Node* Insert(Node* root,int value) {
    if(root == NULL) { // empty tree
        root = CreateNode(value);
    }
    // if data to be inserted is lesser, insert in left subtree.
    else if(value <= root->value) {
        root->left = Insert(root->left,value);
    }
    // else, insert in right subtree.
    else {
        root->right = Insert(root->right,value);
    }
    return root;
}

Thanks for your help

Anton Savin
  • 39,600
  • 8
  • 50
  • 84
Franklinprogs
  • 21
  • 4
  • 1
    There is no need to return anything from this function as it is already passed to the function as pointer argument. So what ever you are changing will reflect to the calling part. – Sridhar DD Dec 15 '14 at 14:31
  • Please show more code; why do you need a different function? – Codor Dec 15 '14 at 14:34
  • 1
    @SridharDD that is flat out wrong. Consider what happens when `root == nullptr`: you then need to return something since the pointer `root` is passed into the function by value. – Nik Bougalis Dec 15 '14 at 14:36

2 Answers2

2

You can do one of two things:

  1. Make root a pointer to a pointer. This can work well but the syntax can be a bit awkward, requiring you to dereference root prior to use.
  2. Use a reference to a pointer. A reference gives you the "power" of the double pointer mentioned above without any of the awkward syntax and it's trivial to do.

So option #2 it is. How to do it? Simply change he function to accept root as a reference to a pointer.

void InsertNode(Node*& root, int value)
{
    // your existing code!
}
Nik Bougalis
  • 10,382
  • 1
  • 20
  • 37
  • Ahh thank you Sir but I still have the problem that my function returns a pointer to a pointer if I call `root->left` which is different to Node*&. – Franklinprogs Dec 15 '14 at 15:01
  • Ok I get the difference but my function does not accept returning something if it is of type void so just inserting my function does not really work. – Franklinprogs Dec 15 '14 at 15:11
  • Of course: if you make your function return `void` you can't return anything from it. You need to adjust the way you call the function recursively. The modification should be very obvious. – Nik Bougalis Dec 15 '14 at 18:00
  • Do you mean an incremental way? `else if(value <= root->value) {` `root->left = CreateNode(value);` `CreateNode(value)->left++;}` could this work? – Franklinprogs Dec 15 '14 at 18:18
  • I'd suggest you look at @WhozCraig's excellent answer which goes into more detail about this and includes code. Good luck. – Nik Bougalis Dec 15 '14 at 19:49
1

Without a return value preserving a potentially added new node passed back to the caller, you have to return the potential inserted node somehow. If you want a void result type, you need to pass the target pointer by address (Node **), or by reference (Node *&). Given this is tagged C++, I'd use the latter. 

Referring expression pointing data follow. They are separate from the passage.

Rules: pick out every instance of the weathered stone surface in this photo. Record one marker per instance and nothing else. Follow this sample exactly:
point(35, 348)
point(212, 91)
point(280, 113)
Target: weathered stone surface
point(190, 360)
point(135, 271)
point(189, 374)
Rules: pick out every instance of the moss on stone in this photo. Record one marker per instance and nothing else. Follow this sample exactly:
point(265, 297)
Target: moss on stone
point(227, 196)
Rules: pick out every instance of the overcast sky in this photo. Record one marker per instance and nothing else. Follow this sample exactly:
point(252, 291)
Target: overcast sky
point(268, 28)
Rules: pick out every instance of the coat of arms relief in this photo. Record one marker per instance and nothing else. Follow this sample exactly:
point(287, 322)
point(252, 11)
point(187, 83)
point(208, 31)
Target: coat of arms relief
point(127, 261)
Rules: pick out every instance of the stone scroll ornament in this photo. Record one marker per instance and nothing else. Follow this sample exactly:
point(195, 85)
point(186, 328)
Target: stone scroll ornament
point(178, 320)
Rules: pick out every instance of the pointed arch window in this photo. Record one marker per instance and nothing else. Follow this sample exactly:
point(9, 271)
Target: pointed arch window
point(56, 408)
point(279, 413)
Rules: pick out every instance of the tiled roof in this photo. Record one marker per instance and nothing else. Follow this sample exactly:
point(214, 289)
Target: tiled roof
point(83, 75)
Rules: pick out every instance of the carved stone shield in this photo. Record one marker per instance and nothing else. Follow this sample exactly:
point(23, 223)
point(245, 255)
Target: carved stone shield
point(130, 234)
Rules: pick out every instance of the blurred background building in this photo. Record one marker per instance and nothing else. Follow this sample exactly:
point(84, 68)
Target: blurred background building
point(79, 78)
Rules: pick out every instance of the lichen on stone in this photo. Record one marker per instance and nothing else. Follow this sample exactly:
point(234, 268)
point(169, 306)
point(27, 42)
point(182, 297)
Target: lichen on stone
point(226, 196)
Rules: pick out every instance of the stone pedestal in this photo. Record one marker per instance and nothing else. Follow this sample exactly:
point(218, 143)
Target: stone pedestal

void Insert(Node*& root, int value) 
{
    if(root == NULL)
        root = CreateNode(value);

    else if(value <= root->value)
        Insert(root->left,value);

    else
        Insert(root->right,value);
}

Note that this always hangs duplicates on the left side of a node. To hang duplicates on the right side, change this:

    else if(value <= root->value)
        Insert(root->left,value);

to this:

    else if(value < root->value)
        Insert(root->left,value);

Finally, if you want unique keys in your tree (i.e., ignore duplicates) the following will do that:

void Insert(Node*& root, int value) 
{
    if(root == NULL)
        root = CreateNode(value);

    else if (value < root->value)
        Insert(root->left,value);

    else if (root->value < value)
        Insert(root->right, value);

    // else key is already present; do nothing.
}

This assumes a strict weak ordering of the key values, which exhibits the following property:

if (!(a<b || b<a))
    then  a == b

Best of luck.

WhozCraig
  • 63,603
  • 10
  • 71
  • 134